The new scope will now audit all DC workplace schemes set up before 5 April 2001 and schemes set up after this where member-borne charges, excluding transaction costs, exceed 1%.

It will also audit schemes that use combination charges, or more than one basic charge, regardless of when these schemes were set up.

Pensions minister Steve Webb introduced a 0.75% cap on charges for all default funds used for auto-enrolment to come into effect next April.

This includes schemes using all-inclusive fees, but excludes transaction costs while the government consults on the most appropriate method to include this.

However, while the cap only tackled high-charges for auto-enrolment schemes, a study from the OFT, published last year, found a legacy of high charges and poor returns within insurance products set up before 2001.
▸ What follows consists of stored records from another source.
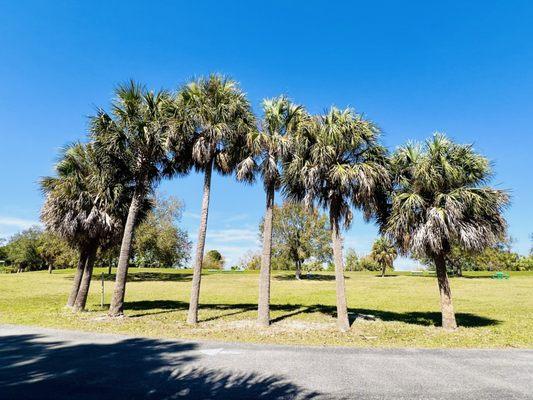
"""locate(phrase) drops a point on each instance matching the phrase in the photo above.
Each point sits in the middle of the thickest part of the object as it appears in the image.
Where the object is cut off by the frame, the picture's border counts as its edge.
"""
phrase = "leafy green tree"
(137, 134)
(213, 260)
(384, 253)
(3, 250)
(159, 242)
(218, 115)
(56, 251)
(267, 146)
(337, 163)
(23, 249)
(440, 201)
(300, 234)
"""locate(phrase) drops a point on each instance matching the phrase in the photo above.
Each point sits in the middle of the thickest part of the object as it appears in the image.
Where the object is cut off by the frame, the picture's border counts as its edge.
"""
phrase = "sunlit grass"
(492, 313)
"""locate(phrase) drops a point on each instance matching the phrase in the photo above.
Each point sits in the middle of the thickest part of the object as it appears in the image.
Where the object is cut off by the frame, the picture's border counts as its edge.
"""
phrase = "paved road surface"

As a result, the OFT recommended these legacy schemes be audited as a better option to imposing a charge cap – which would affect some products such as guaranteed annuities.

The OFT did not propose any charge caps, warning of unintended consequences.

However, the government went against its advice is response to auto-enrolment funds.

Carol Sergeant, who chairs the board responsible for the audit, said the final report would be published at the end of 2014.

“It will set out the charging structures of in-scope workplace pension schemes, as well as show the impact of these charging structures on different types of scheme members,” she said.

“It will also include any IPB recommendations for industry-level actions.”

Steve Webb added: “The OFT identified £30bn of savers’ money in pension schemes with charges at risk of being poor value for money.

“It is right the audit looks closely at these arrangements.

“It is important all schemes give savers the confidence they are acting in their best interest.”